Finished one revert.
A single git repository can maintain multiple branches of development. To create a new branch named "experimental", use
$ git-branch experimental
If you now run git-branch you'll get a list of all existing branches:
$ git-branch experimental * master
The "experimental" branch is the one you just created, and the "master" branch is a default branch that was created for you automatically. The asterisk marks the branch you are currently on. To switch to the experimental branch, type
$ git-checkout experimental
Now edit a file, commit the change, and switch back to the master branch.

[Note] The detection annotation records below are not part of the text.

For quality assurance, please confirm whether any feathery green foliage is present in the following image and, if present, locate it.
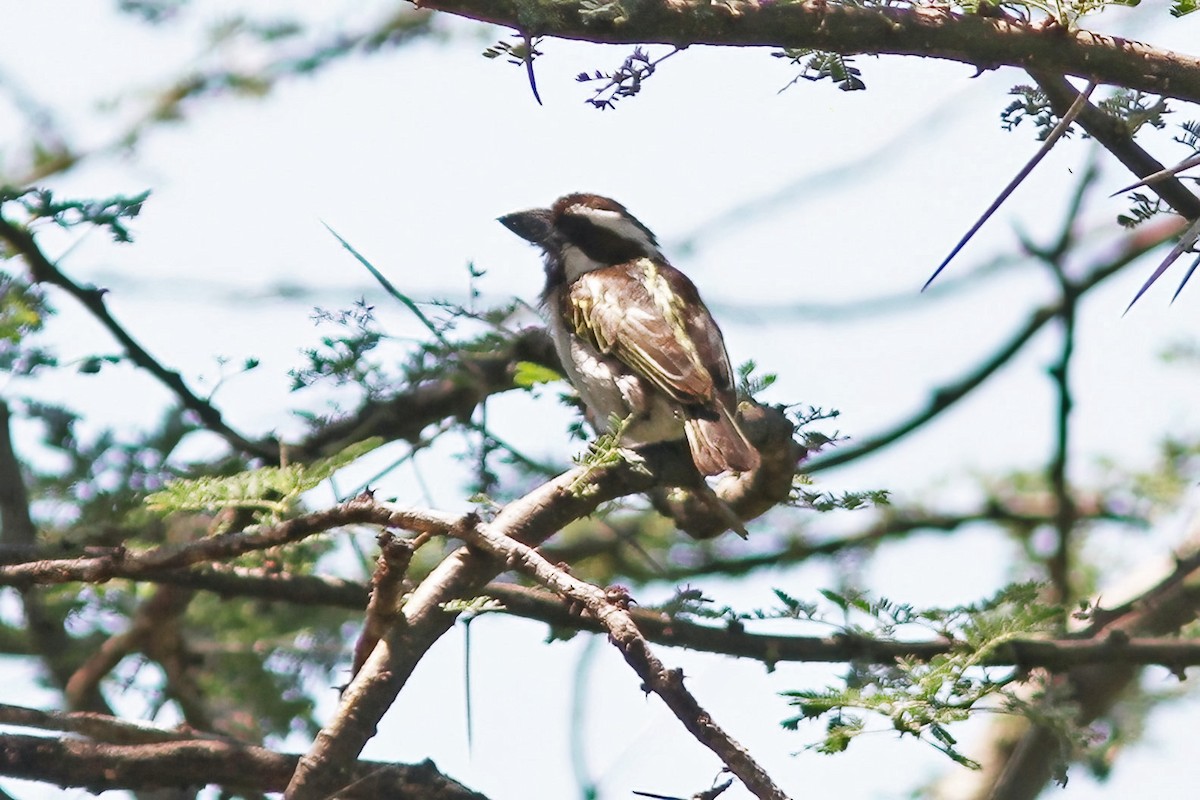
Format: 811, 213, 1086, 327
146, 438, 382, 522
782, 584, 1069, 768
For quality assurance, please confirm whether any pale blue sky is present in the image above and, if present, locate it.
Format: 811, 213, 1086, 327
0, 0, 1200, 800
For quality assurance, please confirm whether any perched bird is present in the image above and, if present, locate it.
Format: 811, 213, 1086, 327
499, 194, 758, 475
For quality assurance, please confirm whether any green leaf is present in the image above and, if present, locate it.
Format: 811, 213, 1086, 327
512, 361, 563, 389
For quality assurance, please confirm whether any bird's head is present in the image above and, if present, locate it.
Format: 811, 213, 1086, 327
499, 194, 662, 285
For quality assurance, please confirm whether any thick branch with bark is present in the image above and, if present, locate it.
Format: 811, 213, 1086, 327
414, 0, 1200, 102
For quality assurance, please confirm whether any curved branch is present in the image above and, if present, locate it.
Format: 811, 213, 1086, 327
412, 0, 1200, 102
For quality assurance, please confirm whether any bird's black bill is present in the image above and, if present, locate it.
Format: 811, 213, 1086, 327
499, 209, 551, 245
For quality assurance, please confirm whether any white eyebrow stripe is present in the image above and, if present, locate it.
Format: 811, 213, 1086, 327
566, 203, 659, 253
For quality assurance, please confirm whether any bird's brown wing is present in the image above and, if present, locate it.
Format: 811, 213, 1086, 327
569, 258, 732, 405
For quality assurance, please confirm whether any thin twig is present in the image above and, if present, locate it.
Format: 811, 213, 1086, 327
458, 515, 787, 800
0, 217, 280, 463
920, 80, 1096, 291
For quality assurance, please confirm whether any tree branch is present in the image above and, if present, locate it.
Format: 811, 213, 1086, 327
0, 726, 487, 800
461, 524, 787, 800
977, 545, 1200, 800
413, 0, 1200, 102
287, 449, 695, 800
0, 217, 280, 455
804, 214, 1180, 473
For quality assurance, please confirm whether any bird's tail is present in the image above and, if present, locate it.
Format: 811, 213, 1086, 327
684, 405, 758, 475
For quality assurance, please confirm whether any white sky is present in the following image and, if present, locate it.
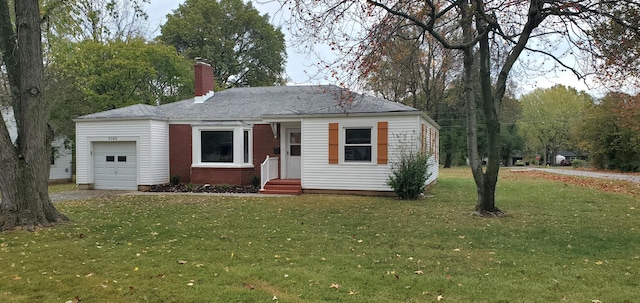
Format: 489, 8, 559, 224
147, 0, 599, 95
147, 0, 329, 85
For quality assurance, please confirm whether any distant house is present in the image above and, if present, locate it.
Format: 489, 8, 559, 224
74, 63, 439, 193
0, 107, 73, 182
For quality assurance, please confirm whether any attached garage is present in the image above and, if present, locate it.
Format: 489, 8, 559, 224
93, 142, 138, 190
74, 108, 169, 190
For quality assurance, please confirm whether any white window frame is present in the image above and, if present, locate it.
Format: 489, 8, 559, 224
338, 124, 378, 165
191, 126, 253, 168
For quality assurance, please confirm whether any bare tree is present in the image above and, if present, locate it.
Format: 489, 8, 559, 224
281, 0, 640, 215
0, 0, 67, 230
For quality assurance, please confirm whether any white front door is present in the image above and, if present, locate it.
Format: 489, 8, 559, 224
285, 128, 302, 179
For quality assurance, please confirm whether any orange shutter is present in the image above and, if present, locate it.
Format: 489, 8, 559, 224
378, 122, 389, 164
420, 124, 427, 153
329, 123, 338, 164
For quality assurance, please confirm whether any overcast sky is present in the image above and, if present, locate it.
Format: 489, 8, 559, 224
147, 0, 598, 94
147, 0, 332, 85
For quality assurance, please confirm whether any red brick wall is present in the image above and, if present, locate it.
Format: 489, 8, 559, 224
169, 124, 280, 185
169, 124, 191, 183
253, 124, 284, 177
194, 62, 214, 96
191, 167, 255, 185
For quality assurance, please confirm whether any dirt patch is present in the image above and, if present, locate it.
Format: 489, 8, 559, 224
518, 170, 640, 196
149, 184, 260, 194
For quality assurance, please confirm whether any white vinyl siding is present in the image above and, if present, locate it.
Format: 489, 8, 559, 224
49, 139, 73, 180
302, 115, 421, 191
76, 119, 169, 185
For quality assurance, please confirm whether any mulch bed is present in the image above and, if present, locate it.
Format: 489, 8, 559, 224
149, 184, 260, 194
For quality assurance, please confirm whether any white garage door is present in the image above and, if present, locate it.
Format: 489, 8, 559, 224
93, 142, 138, 190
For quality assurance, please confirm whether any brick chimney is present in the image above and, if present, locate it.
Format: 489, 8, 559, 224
193, 58, 214, 103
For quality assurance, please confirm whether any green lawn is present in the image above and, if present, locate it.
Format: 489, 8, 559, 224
0, 169, 640, 303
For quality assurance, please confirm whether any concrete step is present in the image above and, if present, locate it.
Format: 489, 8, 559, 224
260, 179, 302, 195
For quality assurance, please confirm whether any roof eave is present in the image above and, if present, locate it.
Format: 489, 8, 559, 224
71, 117, 169, 123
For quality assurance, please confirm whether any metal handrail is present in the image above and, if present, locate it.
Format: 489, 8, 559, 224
260, 155, 279, 189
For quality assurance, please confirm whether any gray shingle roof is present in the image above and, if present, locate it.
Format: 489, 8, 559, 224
78, 85, 418, 120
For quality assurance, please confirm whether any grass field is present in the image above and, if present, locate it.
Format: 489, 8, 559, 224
0, 169, 640, 302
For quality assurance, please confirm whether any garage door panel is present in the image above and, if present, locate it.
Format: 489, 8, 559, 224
93, 142, 138, 189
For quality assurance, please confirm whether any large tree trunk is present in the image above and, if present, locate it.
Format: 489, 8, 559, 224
0, 0, 67, 230
476, 11, 502, 215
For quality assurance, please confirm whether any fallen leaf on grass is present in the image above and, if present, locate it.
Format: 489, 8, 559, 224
65, 296, 82, 303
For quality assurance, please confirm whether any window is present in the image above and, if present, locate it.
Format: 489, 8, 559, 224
243, 130, 249, 163
191, 124, 253, 168
344, 128, 372, 162
200, 131, 233, 163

(edit file) $ git-commit -a $ git-checkout master
Check that the change you made is no longer visible, since it was made on the experimental branch and you're back on the master branch. You are free to edit files on the master branch now, even making edits that are different or incompatible with the experimental branch.
(edit file) $ git-commit -a
At this point, the two branches have diverged, with different changes made in each. To merge the changes from experimental into the currently checked-out master branch, run
$ git-pull . experimental
If the changes don't conflict, you're done.
If there are conflicts, markers will be left in the problematic files showing the conflict, and git-diff will show this. Once you've edited the files to resolve the conflicts, git-commit -a will commit the result of the merge.
Finally,
$ gitk
will show a nice graphical representation of the resulting history.
If you develop on a branch crazy-idea, then regret it, you can always delete the branch permanently with
$ git-branch -D crazy-idea
Branches are cheap and easy, so this is a good way to try something out.
Suppose that Alice has started a new project with a git repository in /home/alice/project, and that Bob, who has a home directory on the same machine, wants to contribute.
Bob begins with:
$ git-clone /home/alice/project myrepo
This creates a new directory "myrepo" containing a clone of Alice's repository. The clone is on an equal footing with the original project, possessing its own copy of the original project's history.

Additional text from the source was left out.